A idéia lançada por um grupo de torcedores noroestinos de mudar o nome do clube bauruense de Esporte Clube Noroeste para Bauru Esporte Clube gerou polêmica na cidade. Apesar dos contrários serem maioria, a iniciativa também foi apoiada. A proposta foi assunto durante todo o dia de ontem no site da torcida organizada Sangue Rubro e o Jornal da Cidade recebeu vários e-mails defendendo e criticando a alteração. Comunidades do clube no Orkut também debateram fervorosamente o tema.
“Gostei da idéia. Se for para melhorar, estaria de acordo. Bauru Esporte Clube cai bem”, afirmou Vandir Pereira Norato, que entrou em contato com o Jornal da Cidade por e-mail. A opinião é compartilhada por Humberto Mancini. “Paulo Laranjeira foi muito feliz. Tenho certeza (que a idéia) contará com todo apoio da torcida e do povo da nossa cidade. Temos que colaborar, e muito, com esse patrimônio que temos chamado Bauru Esporte Clube”, disse também via e-mail.
Outras mensagens condenavam a idéia. “O problema não é o nome e sim uma certa ganância por parte dos dirigentes, bem como a falta de “jogo de cintura” do departamento de marketing. O problema do Norusca não é o nome e sim a falta de um noroestino no marketing, bem como de um noroestino na gerência de patrimônio”, opinou um dos torcedores (o nome não está sendo citado porque o JC não conseguiu entrar em contato para conseguir autorização).
O noroestino considera positivo o fato dos torcedores estarem preocupados com a situação do clube, mas vê solução dissociada da mudança de nome. “É saudável ver pessoas preocupadas com o futuro do nosso time. Mas a simples mudança de nome não mudará a situação atual”, acredita. Para o torcedor, o nome Noroeste já está associado ao nome de Bauru. “Com relação à identidade da cidade para com o time, todos os canais de TV falam ‘Noroeste de Bauru’. No limiar do centenário do clube, mudar seu nome é um crime”, decretou.
No site da Sangue Rubro, houve consenso. A reprovação à idéia foi unânime. Os comentários no mural variavam de torcedores alterados ao bom humor. O presidente da organizada, José Roberto Pavanello, externou o pensamento dominante entre os afiliados. “Tenho opinião totalmente contrária. Como é que vai mudar o nome de um clube que vai fazer 100 anos? Mudar uma história de 100 anos? A ferrovia está ligada à história da cidade. Vai fazer igual ao Paulista de Jundiaí? Mudou para Etti e não virou nada. Duvido que a idéia vá ter respaldo”, opinou.

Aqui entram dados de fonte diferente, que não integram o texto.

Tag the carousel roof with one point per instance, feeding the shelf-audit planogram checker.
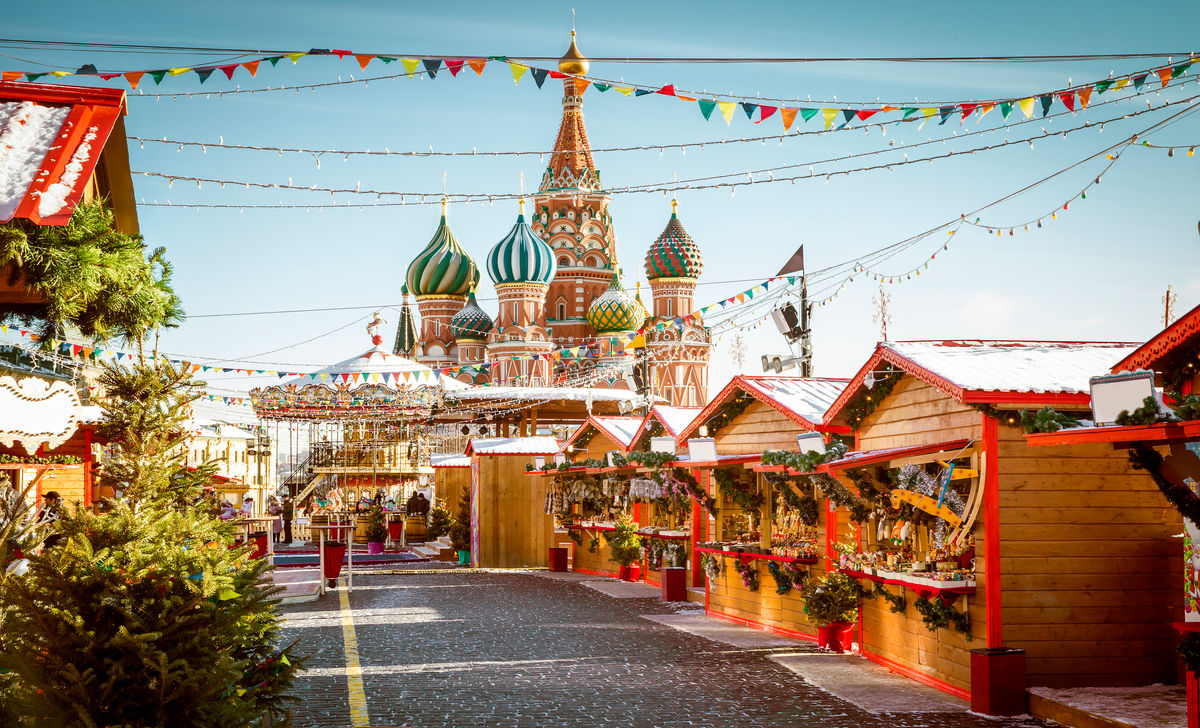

O ex-presidente noroestino Ibrahim Cameschi também se posicionou contrário à mudança de nome. “Acho que não tem fundamento. Acho uma idéia totalmente descabida, injustificada. O nome Noroeste faz parte da história do esporte amador e profissional de Bauru. Em qualquer lugar onde você vá, em São Paulo, no Brasil e no Exterior, Esporte Clube Noroeste lembra Bauru”, garantiu. “Esta questão de pouco público, de empresário patrocinando é normal, acontece em qualquer clube e o Noroeste não é diferente. O Noroeste não é um clube problemático, tem negociado jogadores e tem gerado dinheiro”, apontou.
Cameschi não perdeu a oportunidade de alfinetar o arqui-rival Marília. “O Marília sim é problemático. O Marília leva o nome da cidade. Agora, vendeu o jogo contra o Corinthians para Londrina porque o povo não vai ao estádio”, considerou. Cameschi ainda citou um caso local para justificar sua opinião. “O exemplo está em Bauru. O BAC (Bauru Atlético Clube) acabou com o futebol profissional porque não tinha apoio”, lembrou.
Para Cameschi, a identificação com a ferrovia é justa. “Foi a ferrovia que alavancou o progresso de Bauru até os anos 80. Quem construiu tudo aquilo (Noroeste) foi a ferrovia, não foi a cidade. Sou ex-ferroviário e participei de tudo. O que precisa é se unir em torno do Noreoste. Tem que ajudar o Esporte Clube Noroeste, que existe”, declara. O ex-presidente noroestino também apontou entraves burocráticos para a mudança de nome. “Além do mais, têm questões judiciais que envolvem o clube, há cláusulas (do estatuto) que não podem ser mudadas. Vai fazer outro campo?”, questionou.
O Jornal da Cidade tentou entrar em contato com o também ex-presidente Cláudio Amantini, que está viajando, mas não conseguiu localizá-lo. O JC ainda procurou o diretor do Noroeste, Fernando Garcia, mas não obteve retorno. O atual presidente, Damião Garcia, foi contatado, mas seu assessor informou que não poderia atender ontem.